Steinway heavy touch

Conrad Hoffsommer hoffsoco@martin.luther.edu
Tue, 17 Jun 2003 06:52:31 -0500


RicB,

At 12:00 6/17/2003 +0200, you wrote:
>Good advice Tom
>
>Its interesting to note that RIS was never a big problem for typists .... 
>until the advent of the very light touch computer keyboard. For the very 
>simple reason that this light touch led so very many to allow themselves a 
>bit of laziness in resting the heel of their hands on the table just in 
>front of the keyboard, which further makes all to easy to slouch into a 
>poor sitting posture. Typing away on these light keys with the hands and 
>body so constrained is a recipe for RIS, especially when the <<player>> 
>doesn't have the good sense ( or permission) to get up and move around a 
>bit from time to time..  Mouse movement and actuation has the same kind of 
>pitfall. If you keep your hand elevated off the table to use the mouse.. 
>you will have far less problems.  Proper technique is more involved then 
>just this certainly... but this illustrates the root problem well enough.
>
>RicB


The electric typewriter and the computer do not require a wide range of motion.

I have, and occasionally still use, a 1910 vintage Underwood Standard w/18" 
carriage (designed to accomodate accounting ledgers).  Allow me to use the 
old beastie as an example.

Formerly, with a manual typewriter, you had to put paper in the top, turn 
knob on the end of the roller to bring paper around to the front, align 
target area for typing, lock in that alignment, type the line, at the end 
of the line you reached up and snagged the carriage return lever and 
returned the platen to the left margin while it simultaneously moved the 
paper up to the next line.  Repeat the process until the document is finished.
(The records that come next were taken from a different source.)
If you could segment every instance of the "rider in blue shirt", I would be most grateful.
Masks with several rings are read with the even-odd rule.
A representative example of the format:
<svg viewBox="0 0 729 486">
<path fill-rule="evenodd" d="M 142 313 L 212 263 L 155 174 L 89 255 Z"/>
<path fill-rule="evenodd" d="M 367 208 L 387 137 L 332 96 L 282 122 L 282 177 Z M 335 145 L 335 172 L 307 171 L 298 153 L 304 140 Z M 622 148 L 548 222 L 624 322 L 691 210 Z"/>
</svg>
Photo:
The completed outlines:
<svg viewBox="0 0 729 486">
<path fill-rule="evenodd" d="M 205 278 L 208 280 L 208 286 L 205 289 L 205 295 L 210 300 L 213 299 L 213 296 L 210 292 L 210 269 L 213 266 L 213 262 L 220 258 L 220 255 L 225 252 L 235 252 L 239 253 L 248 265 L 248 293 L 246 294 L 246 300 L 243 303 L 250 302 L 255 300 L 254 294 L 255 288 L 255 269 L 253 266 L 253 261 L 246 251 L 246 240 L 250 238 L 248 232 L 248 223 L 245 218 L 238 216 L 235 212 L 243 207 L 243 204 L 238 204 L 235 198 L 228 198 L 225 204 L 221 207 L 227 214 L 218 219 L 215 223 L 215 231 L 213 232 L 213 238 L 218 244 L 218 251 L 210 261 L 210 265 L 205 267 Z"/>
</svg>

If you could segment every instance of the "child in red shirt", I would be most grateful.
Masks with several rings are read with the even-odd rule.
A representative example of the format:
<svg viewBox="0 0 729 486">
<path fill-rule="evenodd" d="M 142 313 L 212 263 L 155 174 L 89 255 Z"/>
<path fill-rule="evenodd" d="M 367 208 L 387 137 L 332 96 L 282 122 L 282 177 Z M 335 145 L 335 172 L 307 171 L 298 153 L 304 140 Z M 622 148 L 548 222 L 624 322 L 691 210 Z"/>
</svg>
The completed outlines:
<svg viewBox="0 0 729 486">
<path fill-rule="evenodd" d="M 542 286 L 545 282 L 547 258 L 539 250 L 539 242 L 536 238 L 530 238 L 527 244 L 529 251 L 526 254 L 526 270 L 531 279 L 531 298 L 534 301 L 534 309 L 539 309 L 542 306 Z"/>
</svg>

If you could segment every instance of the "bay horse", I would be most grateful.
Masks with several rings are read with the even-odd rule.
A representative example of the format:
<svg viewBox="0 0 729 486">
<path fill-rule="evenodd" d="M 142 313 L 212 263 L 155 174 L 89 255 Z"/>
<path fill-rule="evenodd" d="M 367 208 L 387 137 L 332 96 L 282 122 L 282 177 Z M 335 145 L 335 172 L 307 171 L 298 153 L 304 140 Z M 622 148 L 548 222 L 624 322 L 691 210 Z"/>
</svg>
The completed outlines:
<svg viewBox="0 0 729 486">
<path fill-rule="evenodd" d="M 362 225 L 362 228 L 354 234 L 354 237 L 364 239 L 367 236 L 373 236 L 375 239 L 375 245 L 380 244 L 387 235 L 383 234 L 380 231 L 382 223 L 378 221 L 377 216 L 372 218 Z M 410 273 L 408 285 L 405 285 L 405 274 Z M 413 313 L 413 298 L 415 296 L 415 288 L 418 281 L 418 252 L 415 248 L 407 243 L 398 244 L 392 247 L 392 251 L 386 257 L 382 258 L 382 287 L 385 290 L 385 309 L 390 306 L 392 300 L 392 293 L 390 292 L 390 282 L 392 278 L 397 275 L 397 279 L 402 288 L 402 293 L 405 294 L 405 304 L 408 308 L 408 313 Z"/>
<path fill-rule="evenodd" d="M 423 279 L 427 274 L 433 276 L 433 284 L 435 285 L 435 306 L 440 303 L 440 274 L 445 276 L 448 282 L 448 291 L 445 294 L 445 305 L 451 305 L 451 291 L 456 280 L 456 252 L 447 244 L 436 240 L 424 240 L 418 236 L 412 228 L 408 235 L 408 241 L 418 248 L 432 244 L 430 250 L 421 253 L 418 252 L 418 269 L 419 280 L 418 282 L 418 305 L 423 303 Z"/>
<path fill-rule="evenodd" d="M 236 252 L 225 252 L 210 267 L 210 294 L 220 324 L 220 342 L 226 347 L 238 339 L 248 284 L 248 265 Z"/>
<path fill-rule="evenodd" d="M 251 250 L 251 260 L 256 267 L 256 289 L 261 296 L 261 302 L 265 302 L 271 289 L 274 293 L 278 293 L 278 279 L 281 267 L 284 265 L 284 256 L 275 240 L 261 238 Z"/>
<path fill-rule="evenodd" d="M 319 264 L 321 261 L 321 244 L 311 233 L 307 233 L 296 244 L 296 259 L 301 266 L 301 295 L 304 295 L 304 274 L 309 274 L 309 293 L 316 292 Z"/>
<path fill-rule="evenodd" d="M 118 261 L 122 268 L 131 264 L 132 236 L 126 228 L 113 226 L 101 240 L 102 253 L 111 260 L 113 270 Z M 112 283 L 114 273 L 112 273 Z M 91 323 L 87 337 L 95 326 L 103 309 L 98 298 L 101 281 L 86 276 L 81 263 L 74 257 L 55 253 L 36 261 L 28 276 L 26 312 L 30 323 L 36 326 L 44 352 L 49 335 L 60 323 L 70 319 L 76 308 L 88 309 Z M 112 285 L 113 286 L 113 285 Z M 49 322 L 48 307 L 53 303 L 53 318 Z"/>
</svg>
Need tabs?  Stand up, lean over and move them to the desired location 
(indexed to a scale on the front) and lock them in place.  Want to change 
margins?  Same sort of thing.   Different font?  Take the page to a 
different machine...

If you made a missteak you had to roll up the paper, erase or whiteout the 
error, roll the paper back and hope it almost lined up, then retype.  Want 
to add a paragraph??  Retype the entire page...   Want a copy for your 
records?  Before you started you should have placed carbon paper between 
original and all copies - and three is about the maximum and still be able 
to read the bottom copy (if it is fresh carbon paper), if not, do it now 
and start over.

Spel chekker?  It's that big book on the desk, next to the candle ;-}

All these things required a wide range of action. In a way they were 
built-in stretching excercises.

Computer use immobilizes you. Your hands never leave the "home key" 
position except to move the mouse.





Conrad Hoffsommer, Decorah, IA

If nobody knows the troubles you've seen, then you don't live in a small town.